MST5 -- Multilingual Question Answering over Knowledge Graphs
Nikit Srivastava, Mengshi Ma, Daniel Vollmers, Hamada Zahera, Diego Moussallem, Axel-Cyrille Ngonga Ngomo
TL;DR
KGQA remains English-centric, and MST5 addresses multilingual KGQA by using a single pretrained multilingual transformer (mT5 MT5) augmented with linguistic context and entity information to generate SPARQL queries end-to-end. Formally, given a natural language query $Q$ and auxiliary data $A$, MST5 seeks $\hat{S} = \arg\max_{S'} P(S'\mid Q, A; \theta)$ and minimizes the loss $\mathcal{L}(\theta) = -\log P(S\mid Q, A; \theta)$. The approach preprocesses SPARQL targets, concatenates features, and leverages attention to jointly model $Q$ and $A$. On QALD-9-Plus (updated) and QALD-10, MST5 variants outperform baselines (e.g., DeepPavlov-2023) across languages, with added coverage for Chinese and Japanese and open-source code facilitating replication; limitations include third-party tool dependencies and lower performance on some low-resource languages, pointing to multi-task learning as future work.
Abstract
Knowledge Graph Question Answering (KGQA) simplifies querying vast amounts of knowledge stored in a graph-based model using natural language.

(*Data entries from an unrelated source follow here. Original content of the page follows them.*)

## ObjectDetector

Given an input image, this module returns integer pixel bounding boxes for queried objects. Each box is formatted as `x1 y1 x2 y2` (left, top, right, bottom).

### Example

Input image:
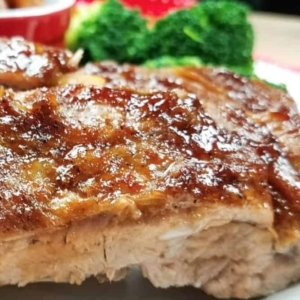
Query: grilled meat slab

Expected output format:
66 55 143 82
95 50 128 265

However, the research has largely concentrated on English, putting non-English speakers at a disadvantage. Meanwhile, existing multilingual KGQA systems face challenges in achieving performance comparable to English systems, highlighting the difficulty of generating SPARQL queries from diverse languages. In this research, we propose a simplified approach to enhance multilingual KGQA systems by incorporating linguistic context and entity information directly into the processing pipeline of a language model. Unlike existing methods that rely on separate encoders for integrating auxiliary information, our strategy leverages a single, pretrained multilingual transformer-based language model to manage both the primary input and the auxiliary data. Our methodology significantly improves the language model's ability to accurately convert a natural language query into a relevant SPARQL query. It demonstrates promising results on the most recent QALD datasets, namely QALD-9-Plus and QALD-10. Furthermore, we introduce and evaluate our approach on Chinese and Japanese, thereby expanding the language diversity of the existing datasets.